Increased pre-scan blood glucose levels among patients with diabetes mellitus were inversely associated with detection of infectious foci in our study. This finding might explain the high proportion of patients with diabetes (6 out of 8, 75%) in the group of patients with false negative PET/CT results. The lower diagnostic accuracy of FDG PET/CT in patients with diabetes, acute or chronic hyperglycemia had been discussed in several previous studies13,14,15,16,17,18,19. Blood glucose levels before FDG PET/CT rather than diabetes mellitus per se seems to be the factor affecting FDG uptake13,16,17. One proposed explanation for the lower sensitivity, is the disruption for FDG uptake by the cells due to down regulation of glucose uptake receptors. The differences in bio distribution between different organs and the specific organ used as reference for standardized uptake value (SUV) measurement is in the center of the ongoing argument in oncology patients16,17,18,20. In one study, the correlation between blood glucose level and sensitivity of FDG PET/CT was observed in oncological patients but not in infectious/inflammatory patients13. Controlling acute changes in blood glucose levels in severe acute infection may be highly challenging, while the use of insulin immediately prior to PET/CT may also adversely affect the detection rate of pathological processes19. The role of glycaemia control before FDG PET/CT in the investigation of infections should be further evaluated. Nevertheless, the current study shows overall high specificity and sensitivity of FDG PET/CT in identifying SAB foci.

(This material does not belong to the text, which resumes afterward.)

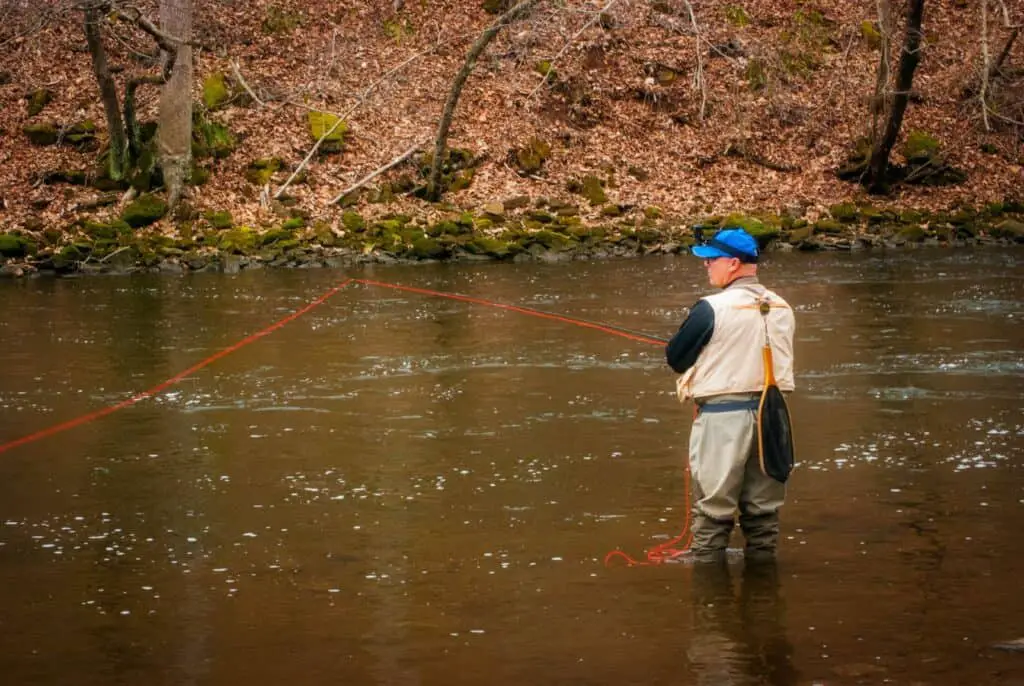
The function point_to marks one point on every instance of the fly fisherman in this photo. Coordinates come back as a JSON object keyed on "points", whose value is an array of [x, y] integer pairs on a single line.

Our study has several limitations. Data collection was retrospective, from a single center. PET/CT was intentionally performed 7–14 days after the SAB onset; the PET/CT results might have been affected by the antibiotic treatment, although no difference in duration of antibiotic. treatment was observed in our study. In addition, the patients’ diagnosis might have been affected by other tests performed before the PET/CT. Lab tests, mainly CRP, were taken according to physicians’ discretion in a non-standardized protocol, thus data were missing. The advantage of the current cohort is the prospective performance of PET-CT to all consecutive consenting patients with SAB, allowing us to analyze predictors for positive findings without pre-test patient selection.

In conclusion, our study confirms the complicated nature of community-acquired SAB and the value of CRP in predicting a complicated course. Nevertheless, patients who present with primary bacteremia seems to be at low risk for focal infection.